Ce dogme purement chrétien se révolta contre l’Empire pour la deuxième fois,l’Église perdura en dépit de l’Empire : voici la preuve même que le monde était travaillé par une force personnelle, indépendante de la foi que l’empire avait choisi d’adopter. Sa puissance détruisit totalement la foi officielle que l’Empire avait adopté. Elle alla son chemin comme elle va encore aujourd’hui son chemin. Il y a de nombreux autres exemples à travers lesquels se répètent exactement les mêmes mécanismes que nous venons de voir ici dans le cas des manichéens ou des ariens. Par exemple, quelques siècles plus tard, l’Église dut soutenir ce même dogme de la Trinité, qui n’est que la face logique de l’amour, contre une autre nouveauté : celle de la déité solitaire et froide de la religion de l’Islam. Et pourtant, certains ne comprennent toujours pas pourquoi les croisés combattaient ! Et même certains parlent du christianisme comme s’il n’était rien d’autre que ce qu’ils appellent un rejeton hébraïque venu du déclin de l’Hellénisme. Ces gens doivent certainement être très étonnés par la guerre entre la croix et le croissant. Si le christianisme n’avait été qu’une simple moralité ayant balayé le polythéisme, il n’y a aucune raison pour que l’Islam ne l’ai pas balayé à son tour. Mais la vérité est que l’Islam était une réaction contre la complexité de l’équilibre humain qui est réellement une caractéristique chrétienne. Il était une réaction contre l’idée d’un équilibre dans la divinité, telle que celui qui existe à l’intérieur d’une famille, et qui fait du credo chrétien une sorte de baume vivifiant, et de ce baume l’âme de la civilisation. Et c’est pourquoi depuis le début, l’Église maintient sa propre position et son propre point de vue, malgré l’anarchie et les accidents des ères qu’elle traverse. Et c’est pourquoi elle distribue ses coups de manière impartiale à droite et à gauche, contre le pessimisme des manichéens et contre l’optimisme des pélagiens. L’Église n’était pas un mouvement manichéen, parce qu’elle n’était pas un mouvement du tout . Elle n’était pas une mode officielle, parce qu’elle n’était pas une mode du tout. Elle avait certes des points communs avec des mouvements et des modes, mais elle pouvait les contrôler et aussi leur survivre.

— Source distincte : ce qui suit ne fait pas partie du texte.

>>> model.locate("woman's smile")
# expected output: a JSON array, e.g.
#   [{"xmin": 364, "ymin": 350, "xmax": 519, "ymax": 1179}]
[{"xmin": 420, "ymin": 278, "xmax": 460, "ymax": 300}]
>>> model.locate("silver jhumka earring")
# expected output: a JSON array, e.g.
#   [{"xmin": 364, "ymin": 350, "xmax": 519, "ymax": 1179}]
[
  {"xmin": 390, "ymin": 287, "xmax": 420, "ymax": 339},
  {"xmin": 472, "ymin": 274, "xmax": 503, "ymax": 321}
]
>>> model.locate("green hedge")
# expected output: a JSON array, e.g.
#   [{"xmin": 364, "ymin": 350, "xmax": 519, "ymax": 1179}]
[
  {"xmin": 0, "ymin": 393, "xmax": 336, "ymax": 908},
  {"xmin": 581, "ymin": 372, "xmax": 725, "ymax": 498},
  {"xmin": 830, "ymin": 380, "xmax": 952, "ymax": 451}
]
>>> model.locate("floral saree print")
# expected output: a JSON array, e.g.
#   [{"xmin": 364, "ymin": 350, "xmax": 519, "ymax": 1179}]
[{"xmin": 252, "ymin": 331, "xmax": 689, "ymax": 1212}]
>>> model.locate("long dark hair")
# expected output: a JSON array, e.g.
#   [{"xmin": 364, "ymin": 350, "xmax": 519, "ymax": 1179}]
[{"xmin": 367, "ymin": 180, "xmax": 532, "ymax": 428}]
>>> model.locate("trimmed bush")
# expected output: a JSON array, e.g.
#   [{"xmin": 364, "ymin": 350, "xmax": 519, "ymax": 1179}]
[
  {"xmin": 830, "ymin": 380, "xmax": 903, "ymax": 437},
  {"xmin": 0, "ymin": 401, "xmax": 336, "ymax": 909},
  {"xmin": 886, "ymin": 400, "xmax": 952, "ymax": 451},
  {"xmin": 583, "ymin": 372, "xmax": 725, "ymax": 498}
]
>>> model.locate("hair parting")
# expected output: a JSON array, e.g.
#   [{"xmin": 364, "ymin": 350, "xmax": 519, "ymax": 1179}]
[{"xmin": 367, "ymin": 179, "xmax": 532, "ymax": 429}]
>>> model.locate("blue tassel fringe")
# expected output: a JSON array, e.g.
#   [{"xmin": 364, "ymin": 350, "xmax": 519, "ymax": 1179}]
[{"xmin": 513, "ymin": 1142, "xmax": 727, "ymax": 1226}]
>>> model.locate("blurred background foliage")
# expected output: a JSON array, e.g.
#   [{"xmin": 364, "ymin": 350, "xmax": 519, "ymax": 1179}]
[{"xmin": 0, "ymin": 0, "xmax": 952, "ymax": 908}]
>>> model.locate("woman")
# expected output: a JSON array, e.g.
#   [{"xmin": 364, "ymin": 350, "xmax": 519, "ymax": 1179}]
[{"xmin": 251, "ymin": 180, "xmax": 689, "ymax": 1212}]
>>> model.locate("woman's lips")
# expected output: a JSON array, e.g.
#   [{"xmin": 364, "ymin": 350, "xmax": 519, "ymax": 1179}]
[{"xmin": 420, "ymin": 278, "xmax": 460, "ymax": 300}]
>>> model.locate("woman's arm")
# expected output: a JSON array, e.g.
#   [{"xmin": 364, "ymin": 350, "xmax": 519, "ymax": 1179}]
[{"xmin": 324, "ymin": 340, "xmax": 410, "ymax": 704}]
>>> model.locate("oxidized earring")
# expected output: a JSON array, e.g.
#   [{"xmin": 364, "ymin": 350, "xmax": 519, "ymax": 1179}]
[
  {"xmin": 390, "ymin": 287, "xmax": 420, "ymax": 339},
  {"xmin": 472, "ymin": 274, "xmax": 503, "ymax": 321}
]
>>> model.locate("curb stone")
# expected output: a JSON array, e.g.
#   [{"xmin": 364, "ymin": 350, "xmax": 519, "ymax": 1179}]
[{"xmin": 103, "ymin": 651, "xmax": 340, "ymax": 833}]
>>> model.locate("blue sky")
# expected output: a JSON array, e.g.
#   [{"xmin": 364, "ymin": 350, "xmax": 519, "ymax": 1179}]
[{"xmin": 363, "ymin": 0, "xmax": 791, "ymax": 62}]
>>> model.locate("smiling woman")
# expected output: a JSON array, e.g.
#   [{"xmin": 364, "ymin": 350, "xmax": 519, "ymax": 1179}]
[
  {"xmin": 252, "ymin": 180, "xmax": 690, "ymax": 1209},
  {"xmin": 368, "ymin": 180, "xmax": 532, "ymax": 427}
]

Aussi, si les grands hérésiarques du passé sortaient de leurs tombes, ils confondraient les hérésiarques d’aujourd’hui ! Tout ce qu’affirment les critiques modernes, ces grands témoins de l’hérésie peuvent le réfuter.

La critique moderne dira trop facilement que le christianisme n’était qu’une réaction ascétique et une spiritualité superficielle, une sorte de danse de fakirs pleins de dédain contre la vie et contre l’amour. Mais Manès, le grand mystique, leur répondra de son trône secret en s’écriant :

« Vous n’avez pas le droit d’appeler les chrétiens des spirituels ; vous n’avez pas le droit de les appeler ascètes : ils n’ont pas méprisé cette maudite vie terrestre et se sont compromis avec cette répugnante vie de famille. Avec eux, la terre est encore pleine de fruits et de moissons, elle est encore polluée par le grouillement de la vie humaine ! Leur mouvement n’était pas contre la nature, sinon mes fils l’auraient accueilli à bras ouverts. Mais ces fous ont choisi de renouveler le monde, là ou j’en aurait finit de lui d’un seul geste » .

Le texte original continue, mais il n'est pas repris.